In the north-eastern part of the country, Al-Hol camp (Al Hassakeh Governorate) continued to be overstretched beyond its capacity, hosting 73,477 people (while initially planned to host no more than 20,000). Most of the camp population is represented by women and children, and an increasing trend in morbidity (due to acute diarrhoea and influenza) is being reported.3 UNICEF and partners continued scaling-up the emergency response, particularly in the areas of nutrition, education, WASH and child protection4 reaching out to some 50,000 people in total living in the camp. Protection needs persist and are becoming protracted in the absence of immediate solution to a range of issues (the lack or confiscation of civil documentation, the presence of unaccompanied children in need of interim care arrangements and family tracing and reunification and pregnant adolescents). At least 470 unaccompanied and separated children (UASC) have been identified in the camp of which at least 140 have been reunified to date.

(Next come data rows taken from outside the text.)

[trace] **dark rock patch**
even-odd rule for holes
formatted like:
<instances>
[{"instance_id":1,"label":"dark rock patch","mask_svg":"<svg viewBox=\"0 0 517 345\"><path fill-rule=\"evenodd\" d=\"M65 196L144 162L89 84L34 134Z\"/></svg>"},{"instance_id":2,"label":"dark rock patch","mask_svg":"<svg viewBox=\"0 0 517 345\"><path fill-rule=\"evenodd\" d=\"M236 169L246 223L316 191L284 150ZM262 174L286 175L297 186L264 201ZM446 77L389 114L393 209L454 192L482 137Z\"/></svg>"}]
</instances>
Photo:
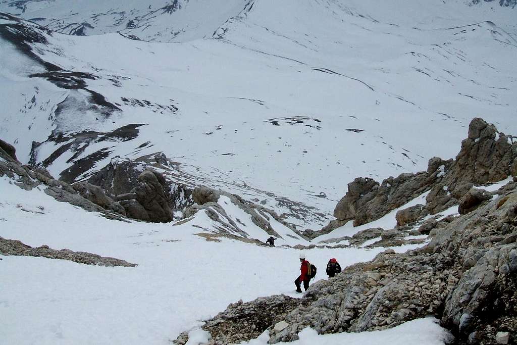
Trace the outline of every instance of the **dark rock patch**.
<instances>
[{"instance_id":1,"label":"dark rock patch","mask_svg":"<svg viewBox=\"0 0 517 345\"><path fill-rule=\"evenodd\" d=\"M6 256L14 255L58 259L95 266L108 267L115 266L135 267L137 266L136 264L130 263L119 259L101 257L96 254L84 251L72 251L70 249L56 250L45 245L33 248L24 244L19 241L6 239L1 237L0 237L0 254Z\"/></svg>"}]
</instances>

In the south of the country, movement of civilians from Rukban camp settlement continued in April; as of 6 May, a total of 10,823 people (26 per cent of the total population of 41,700) left the settlement towards five shelters in Homs city. UNICEF continued its emergency response in the humanitarian corridors by providing drinking water, micronutrient and WASH facilities. In shelters, UNICEF along other UN agencies continue its multisectoral response through its partners. With support from UNICEF, Syrian Arab Red Crescent mobile teams conducted rapid child protection assessment of camp returnees in the receiving shelters, assessed the situation of children and started the provision of psychological aid to the affected population with first psychological aid.